The Citrine house sat within its own wood of oak, boxwood trees, and tangled vines on the border of Keighley or Oakworth Moor. It was hard to tell where one left off and the other began. The sound of Jury's car lifted pheasant from the dead and nearly knee-high bracken as he drove up the narrow road to the house. He had passed a small stone cottage, perhaps once a caretaker's, but unoccupied now, given the build-up of filmy dirt on its windows. It did not seem the sort of grounds one would bother to 'keep up,' at any rate. The undergrowth, the dead branches, the moss and vines would simply take over again.

It was a fitting-enough landscape for such a medieval house, fifteenth, sixteenth century probably. Soot- blackened stone, vaulted porch, ranges of timber windows over archways, a turret at one end and a tower at the other. It was very large and looked very cold. Jury wouldn't have wanted to pay Citrine's heating bills. He wondered if it had been in the family forever; he knew the Citrine money had come from the woolen mills. Well, it was hardly Charles Citrine's fault that synthetics had come along.

The room into which Jury was led by a woman servant was not a great improvement over the stark medievalism of the facade. It had once been, he imagined, the 'great hall,' and still retained most of the size and much of the ambience of one. Its vaulted ceiling lent it a strangely cryptlike appearance. Near one end of the room was the large fireplace with a tile surround and copper hood, certainly not the original central hearth. Beyond this was a long entry screen, heavily curtained to cut off drafts and leading, probably, to buttery or dining room and kitchen. The walls were exposed stone sectioned off by wooden beams. Would he find the stone wept moisture if he touched it?

The furniture was heavy, dark Jacobean. Two baroque and elaborately carved chairs with high backs sat before the fireplace at opposite ends of a long claw-footed refectory table. There were other pieces, a sofa and several easy chairs. On the flagstone floor, oriental carpets were strewn, but their intricate and faded colors did little to add to any overall warmth and life. There were brass and pewter bowls set about full of flowers: mums and Christmas roses. They were sifting their petals onto the surfaces that held them, though, as if they, too, were giving over to the room's wintry look. That relieved this feudalism, but not greatly.

One thing that did relieve it, though, was an oriel chamber in the right wall, upraised and large enough to contain twin grand pianos. The high-climbing lancet windows that arched about this stagelike little room were beautiful.

There was music on one of the pianos. The cover of the keys was down over the other.
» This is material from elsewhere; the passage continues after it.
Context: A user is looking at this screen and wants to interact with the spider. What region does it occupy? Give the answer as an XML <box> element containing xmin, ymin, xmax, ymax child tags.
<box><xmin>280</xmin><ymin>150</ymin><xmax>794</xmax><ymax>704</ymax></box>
Unattended, the fire had burnt low. Why was the room not warmer, in tone if not in temperature? Against the other wall were floor-to-ceiling bookcases in recessed alcoves, and books usually made a room look tenanted, he thought. But these bookshelves seemed to have no arrangement, the books and magazines stacked or merely tossed there without any particular notice, like afterthoughts. Between the shelves was a window seat beneath a high window whose leaded panes should catch the morning sun. He walked over to it and found the view baleful, for it overlooked the downward slope of the moorland hill and the derelict farm, its longhouse, its barns studding the land like empty shells. The only life Jury saw was the black-faced sheep, raising their heads from the bracken.